For prelims and mains: Key features of the scheme, issues associated.


Context: UK Home Secretary has issued another personal apology for the Windrush scandal, involving migrants being wrongly denied their British citizenship rights, as a latest official update revealed that hundreds more Indians were caught up in the row.


What is Windrush Scheme?

The Windrush Scheme enables Commonwealth citizens, their children, and some other long term residents of the UK to obtain documentation confirming their status free of charge.


Who is eligible for support under the scheme?

  1. a Commonwealth citizen who settled in the UK before 1 January 1973 or has right of abode.
  2. a child of a Commonwealth citizen parent who settled before 1 January 1973, where you were born in the UK or arrived in the UK before the age of 18.
  3. a person of any nationality who settled in the UK before 31 December 1988 and is settled in the UK.



The Windrush generation refers to citizens of former British colonies who arrived before 1973, when the rights of such Commonwealth citizens to live and work in Britain were substantially curtailed. 

The name derives from the ship MV Empire Windrush, which on June 22, 1948, docked in Tilbury, Essex, bringing nearly 500 Jamaicans to the UK.

The immigrants came at the invitation of the British government, which was facing a labour shortage due to the destruction caused by World War II.

While a large proportion of them were of Jamaican/Caribbean descent who came on the ship Windrush, Indians and other South Asians were also affected by the UK government’s handling of their immigration status.

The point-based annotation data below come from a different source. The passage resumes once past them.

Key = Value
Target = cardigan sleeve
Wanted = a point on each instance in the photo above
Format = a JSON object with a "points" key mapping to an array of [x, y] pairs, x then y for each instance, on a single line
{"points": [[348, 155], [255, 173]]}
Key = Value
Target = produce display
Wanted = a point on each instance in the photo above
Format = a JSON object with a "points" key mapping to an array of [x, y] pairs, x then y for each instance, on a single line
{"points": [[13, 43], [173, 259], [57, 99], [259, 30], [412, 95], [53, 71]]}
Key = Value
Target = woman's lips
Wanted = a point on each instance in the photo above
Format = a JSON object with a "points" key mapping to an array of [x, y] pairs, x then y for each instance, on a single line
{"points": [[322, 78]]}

What is happening to them?

  • A scandal over the treatment of members of the Windrush generation has been mounting in recent months as a multitude of reports have come out about mostly elderly people being denied services, losing their jobs and even facing deportation. 
  • Many of the Windrush generation had arrived as children on their parents’ passports. And although they have lived in Britain for many decades – paying taxes and insurance – they never formally became British citizens. 
  • Amid the tightening of the immigration rules, an estimated 50,000 long-term UK residents could now be facing problems.